Does anyone know how to do this?

http://www.youtube.com/watch?v=_Yw7oX5CXhk

Ebay link


----------



## Me (Jun 19, 2007)

I recall talking to someone about this, the best explanation we could come up with was that it was a trick cube with tiles that could be flipped or something, if you look at clearer versions of the trick you'll notice that the cube has too many or too little of a particular color, (12 whites and 6 reds as i recall.)

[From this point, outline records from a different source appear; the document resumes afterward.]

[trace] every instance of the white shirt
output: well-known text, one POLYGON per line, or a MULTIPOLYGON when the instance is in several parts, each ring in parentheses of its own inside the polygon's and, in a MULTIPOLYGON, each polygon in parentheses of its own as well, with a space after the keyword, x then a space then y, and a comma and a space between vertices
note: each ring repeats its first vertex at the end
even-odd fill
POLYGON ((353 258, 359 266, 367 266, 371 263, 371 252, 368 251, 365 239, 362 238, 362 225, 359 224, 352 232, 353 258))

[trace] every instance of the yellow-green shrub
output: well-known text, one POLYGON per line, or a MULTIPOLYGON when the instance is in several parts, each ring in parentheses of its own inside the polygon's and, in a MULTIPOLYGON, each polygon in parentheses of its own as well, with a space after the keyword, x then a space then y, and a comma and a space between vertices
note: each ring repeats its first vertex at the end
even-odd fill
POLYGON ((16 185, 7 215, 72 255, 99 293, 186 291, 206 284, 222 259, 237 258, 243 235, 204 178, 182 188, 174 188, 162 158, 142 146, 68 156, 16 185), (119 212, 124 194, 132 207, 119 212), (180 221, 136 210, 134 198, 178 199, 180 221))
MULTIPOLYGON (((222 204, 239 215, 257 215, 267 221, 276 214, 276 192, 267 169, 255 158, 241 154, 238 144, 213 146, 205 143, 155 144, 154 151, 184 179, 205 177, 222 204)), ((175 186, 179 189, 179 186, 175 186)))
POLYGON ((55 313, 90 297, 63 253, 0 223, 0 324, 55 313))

thats the only ideas my friend and i had. anyothers?


----------



## Rama (Jun 19, 2007)

I discussed it with Ton Dennebroek about this, he said that there where some round shaped Rubik like puzzles wich you could scramble, but when you throw it in the air it will flip inside out and it is solved, so I think it is just an cube shaped type.


----------



## icke (Jun 20, 2007)

he probably just uses two cubes a scrambled one and a solved one and just switches them in his act. the other explanations are a little bit more complicated and i dont think that the cube is different in the color then a original one.


----------



## davidcon (Jun 20, 2007)

No, it's a gimmicked cube. I don't know how the mechanism works, as I don't have one. The tile flipping idea sounds plausible, though.

First post, btw.

-davidcon


----------



## edd5190 (Jun 20, 2007)

I've heard of self solving cubes with rubber bands in the mechanisms, so when you scramble the cube, the bands snap the cube back into a solved state.


----------



## KJiptner (Jun 20, 2007)

Wow I was always twisting the cube like crazy to solve it. I memorized tons of algorithms to do it faster. Practiced for hours and hours... If I had just known that throwing it into the air does it... damn...


----------



## icke (Jun 20, 2007)

if he uses rubber bands shouldnt he hold all layers so that it doesnt unscramble? he has the cube flat on his hand shouldnt it snap back then. i mean if he sneezes and there is a cube in his hand then it is probably not a problem for him to switch the cube behind his arms. how would the rubberband cube work, where do you huck up the rubber bands to, and how much turns could you make? the cube looks pretty scrambled, so it would be at least 10 turn and i dont know if rubber band could do that that quick


----------



## dudemanpp (Jun 21, 2007)

Store Link

After some searching, I found a version of it but it doesn't tell how it does it (obviously).


----------



## icke (Jun 21, 2007)

i did some research too and found that http://cgi.ebay.com/Enchanted-Rubiks-Cube-...4QQcmdZViewItem
this is the guide to this trick. apparently you just use a regular cube and modify it. but i still dont know how.


----------



## Sturkman11 (Jul 17, 2007)

*I know how*

On youtube, there is a vid of a guy doing this trick, there is also a tutorial of how to do this on youtube. You need a spare cube, thats about it!


----------



## tim (Jul 17, 2007)

And here is the link to this vid: http://youtube.com/watch?v=BgafKo6EIGk


----------